解散、再結成などをはさみながらも、キャプテン・センシブルやデイヴ・ヴァニアンは現在もダムドのメンバーとして活動中。映画に登場するセンシブルは白いジャケットに"OLD AGE PUNK"と書いているのが微笑ましく、「ドラキュラが好き」というヴァニアンはまだまだ白塗りゴシックで可憐。ちなみにオリジナルメンバーのラット・スキャビーズとブライアン・ジェイムスは、RAT SCABIES & BRIAN JAMESなる名前で活動したりしているらしい。

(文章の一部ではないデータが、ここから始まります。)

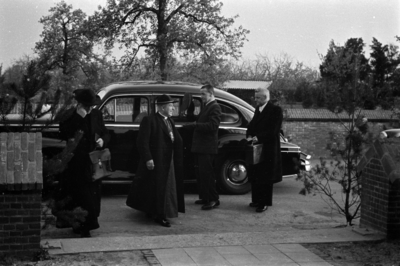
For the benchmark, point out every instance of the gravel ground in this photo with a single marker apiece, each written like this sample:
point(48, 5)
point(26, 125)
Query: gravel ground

映画にはミック・ジョーンズ(クラッシュ)、ビリー・アイドル、グレン・マトロック(セックス・ピストルズ)らパンクセレブリティが顔を出すかと思えば、ザ・ストラングラーズの空手キッド&三島由紀夫信奉者のジャン=ジャック・バーネル、1stアルバム『Fresh Fruit For Rotting Vegetables』(邦題は『暗殺』)で"Kill The Poor"と反語的にのたまったデッド・ケネディーズのジェロ・ビアフラなど、心憎い面々も登場。みんなが彼らの音楽を褒め称える。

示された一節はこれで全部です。